I’m Daniel DeKoven, Furniture designer and maker in Evergreen, Colorado.
This is our dog Luke, the one-eyed English Lab, who came to us courtesy of Lab Rescue.
When I look for inspiration, the first place that I go is inside my head. I’ve been designing and building things for decades. So I have a veritable fund of past experiences, designs, and influences. I draw upon those, and I look upon my place in the universe, to see what’s happening now, where I am, where my head is and I combine those to create something that speaks to the present. The second place I look is to my wife Margaret. She’s a printmaker with a wonderful aesthetic. I’m constantly dragging her out to the shop to look at things I’m working on, to get her view of my composition and proportion.

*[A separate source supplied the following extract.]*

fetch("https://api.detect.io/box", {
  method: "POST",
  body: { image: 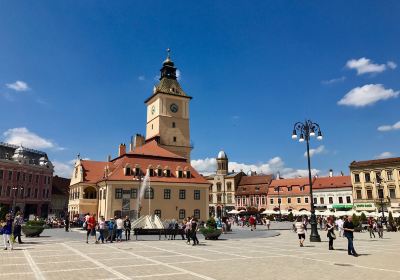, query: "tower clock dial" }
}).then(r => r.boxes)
[169,103,179,113]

I trust her judgment implicitly. We are a team.
A Major Design influence in my life has been George Nakashima, a Japanese American architect and furniture maker who was building organic furniture in the late 40s when everything else was Formica and chrome. His book, The Soul of the Tree, has a greater influence on the way I look at furniture, wood, and design.
The person who’s probably had the biggest effect on my business is Thomas Moser, a furniture manufacturer in Maine. Early in my career, I took a seminar from him at Anderson Ranch Art Center in Snowmass. The subject was running a woodworking business. It had nothing to do with creative, and everything to do with the nuts and bolts of keeping a business running. I came away with three points.
This first was the necessity to develop an identity, something that was recognizable as mine. Be it a piece or a collection, something people would look at and say, “That’s a DeKoven. I recognize that.” He said if I was creating reproductions, I was selling my hands.
The second major point: he said, and this is before the internet, it was essential to come up with a print catalog, something tangible people could take away, and look back on to remember me by.
The third thing he said was that however many hours I was spending working on furniture, I needed to have someone else doing all the correlative activities: taxes, accounting, marketing, etc. I farm those out to people I trust, and their efforts have given me the freedom to create. And that’s what it’s all about.